Ok, I may be a cynic, but I wonder how much of the rant was directed at you over tithing, or more a cover to yell at you about the fact you quit giving her monetary handouts six months ago.
 
Ok, I may be a cynic, but I wonder how much of the rant was directed at you over tithing, or more a cover to yell at you about the fact you quit giving her monetary handouts six months ago.

No, you're simply a level-headed realist who can see a situation for what it is. :)

She never had any ill words to say to the OP about retiring early....as long as the "robbing-Jesus-to-pay-Paul" gravy train was flowing money to her. As the kaka has hit the fan over the past 6 months, the "friend" is desperate to get at least some money from somewhere, and her expected funds have probably not materialized like she expected - prompting her to more extreme and severe verbal attempts to manipulate the OP into tapping the cash flow spigot again.

Oh, she'll be back, that's for sure.
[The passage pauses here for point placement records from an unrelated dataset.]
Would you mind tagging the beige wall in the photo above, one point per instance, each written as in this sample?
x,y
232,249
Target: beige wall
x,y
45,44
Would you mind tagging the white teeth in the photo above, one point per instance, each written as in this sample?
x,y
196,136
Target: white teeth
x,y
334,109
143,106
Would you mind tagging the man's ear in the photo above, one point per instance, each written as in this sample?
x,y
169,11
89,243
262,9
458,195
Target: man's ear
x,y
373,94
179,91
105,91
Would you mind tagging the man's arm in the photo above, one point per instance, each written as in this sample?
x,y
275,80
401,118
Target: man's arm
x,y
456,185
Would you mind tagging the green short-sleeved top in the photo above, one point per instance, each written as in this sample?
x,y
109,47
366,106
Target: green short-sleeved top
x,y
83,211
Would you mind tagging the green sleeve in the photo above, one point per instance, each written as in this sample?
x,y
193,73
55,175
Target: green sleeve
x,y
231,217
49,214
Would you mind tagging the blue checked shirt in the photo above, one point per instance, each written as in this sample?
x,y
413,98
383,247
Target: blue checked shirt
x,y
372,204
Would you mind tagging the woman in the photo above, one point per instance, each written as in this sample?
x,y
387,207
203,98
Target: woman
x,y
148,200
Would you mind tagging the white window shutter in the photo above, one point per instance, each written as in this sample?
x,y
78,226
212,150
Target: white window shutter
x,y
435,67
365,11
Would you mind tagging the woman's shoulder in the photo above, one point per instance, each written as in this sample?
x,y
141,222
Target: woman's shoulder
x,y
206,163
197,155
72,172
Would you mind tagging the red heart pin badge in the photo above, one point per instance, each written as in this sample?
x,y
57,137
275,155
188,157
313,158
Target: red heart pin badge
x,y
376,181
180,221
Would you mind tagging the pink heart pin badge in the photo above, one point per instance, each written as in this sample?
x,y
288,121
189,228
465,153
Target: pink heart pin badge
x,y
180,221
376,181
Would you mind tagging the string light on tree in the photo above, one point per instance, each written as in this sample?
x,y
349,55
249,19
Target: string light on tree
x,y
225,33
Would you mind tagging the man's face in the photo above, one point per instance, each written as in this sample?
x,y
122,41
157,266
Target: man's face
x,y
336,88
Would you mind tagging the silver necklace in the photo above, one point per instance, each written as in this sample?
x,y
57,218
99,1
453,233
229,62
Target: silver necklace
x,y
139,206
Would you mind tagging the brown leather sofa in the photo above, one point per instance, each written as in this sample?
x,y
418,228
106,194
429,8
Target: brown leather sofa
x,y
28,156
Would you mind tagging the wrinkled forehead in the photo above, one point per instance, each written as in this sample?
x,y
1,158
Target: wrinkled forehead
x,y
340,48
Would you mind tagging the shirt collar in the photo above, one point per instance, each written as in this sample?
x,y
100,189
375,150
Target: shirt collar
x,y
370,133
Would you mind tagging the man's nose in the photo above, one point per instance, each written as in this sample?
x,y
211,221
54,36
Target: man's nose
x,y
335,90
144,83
With a much more calm 'apology' to the OP. She knows she was able to get money from her before, and she'll just try different avenues and different approaches to tug at her heartstrings.
 
I walked this morning with my husband and related to him what was going on. He did advise me to leave her alone and that he had been telling me that. He told when she calls (and she will and has) to tell her if she can't speak to me with any kind of human courtesy to just not call back. I think I'm going to do that. I may be a wimp about some things but I'm good at taking advice.

One of the reasons that I am putting up with her is that within the past year I have lost two long time friends who I talked to everyday. One was a cousin who recently and suddenly died and the other someone I worked with. Although I have many friends, she is the only friend I have left who I talk to everyday. I'd often complained about them calling me all the time but when they were gone I realized how much I miss those calls.

I am an enabler, always have been. My family have talked to me about this repeatedly but always in an insulting way; like I'm just lying down and letting people walk over me. Although it might seem like it, I'm not a complete fool. What I do I choose to do and I don't give what I can't afford and I don't do it just because someone asks. But I admit, in this case I think I've made a mistake and in the process of trying to fix it, I have created a monster.